WWF: Veto bezieht sich auf veralteten Entwurf
Die Umweltschutzorganisation WWF kritisierte die „populistische und faktenwidrige Blockadehaltung“ der sieben Bundesländer. Nötig sei „ein politischer Schulterschluss“ von Wien, Kärnten und der Umweltministerin für eine Zustimmung Österreichs, hieß es in einer Stellungnahme gegenüber krone.at. Insbesondere Wien müsse eine klare Position gegen das Länder-Veto beziehen, das auf einem „veralteten Entwurf“ beruhe.
Nicht einstimmige Aufhebung „absolutes Neuland“
Gemeinsame Bundesländerbeschlüsse binden in jenen Angelegenheiten, die – wie Umwelt- und Naturschutz – Ländersache sind, die österreichischen Ministerinnen und Minister im EU-Rat. Eine nicht einstimmige Aufhebung einer solchen „einheitliche Länderstellungnahme“ ist laut dem Verfassungs- und Verwaltungsjuristen Peter Bußjäger „absolutes Neuland“. Über die dafür notwendigen formalen Voraussetzungen herrscht unter Experten Uneinigkeit.
Das Gesetz zur Wiederherstellung der Natur (Nature Restauration Law) sieht vor, dass künftig mehr Wälder aufgeforstet, Moore wiedervernässt und Flüsse in ihren natürlichen Zustand versetzt werden. Nach langen Verhandlungen wurde es in einer abgeschwächten Form, die viele der früheren Kritikpunkte wie eine mögliche Gefährdung der Ernährungssicherheit berücksichtigte, im EU-Parlament beschlossen.

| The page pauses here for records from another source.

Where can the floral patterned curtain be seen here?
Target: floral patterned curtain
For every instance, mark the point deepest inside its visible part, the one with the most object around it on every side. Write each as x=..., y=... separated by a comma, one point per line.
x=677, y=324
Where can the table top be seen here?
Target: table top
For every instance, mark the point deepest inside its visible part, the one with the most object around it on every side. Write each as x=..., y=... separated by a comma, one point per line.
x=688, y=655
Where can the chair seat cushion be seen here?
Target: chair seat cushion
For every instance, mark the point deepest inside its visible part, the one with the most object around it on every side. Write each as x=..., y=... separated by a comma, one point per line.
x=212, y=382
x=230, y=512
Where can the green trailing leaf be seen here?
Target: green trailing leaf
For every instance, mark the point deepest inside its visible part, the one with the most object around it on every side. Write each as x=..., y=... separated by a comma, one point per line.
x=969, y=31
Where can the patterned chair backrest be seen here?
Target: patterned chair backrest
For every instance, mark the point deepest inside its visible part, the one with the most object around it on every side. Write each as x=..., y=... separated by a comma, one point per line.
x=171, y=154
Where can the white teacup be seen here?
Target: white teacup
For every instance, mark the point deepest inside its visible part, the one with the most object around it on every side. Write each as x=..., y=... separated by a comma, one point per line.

Österreich könnte Zünglein an der Waage sein
Ende März wurde es jedoch von der belgischen Ratspräsidentschaft beim Rat der EU-Umweltminister kurzfristig von der Agenda genommen, als sich vor der finalen Absegnung des Gesetzes keine qualifizierte Mehrheit (mindestens 55 Prozent der Mitgliedsländer, die zudem mindestens 65 Prozent der Bevölkerung der Union repräsentieren) abzeichnete. Österreich, das sich bisher enthielt, könnte daher eine entscheidende Rolle spielen – falls das Thema beim nächsten EU-Umweltrat am 17. Juni in Luxemburg von der belgischen Ratspräsidentschaft erneut auf die Agenda gesetzt wird.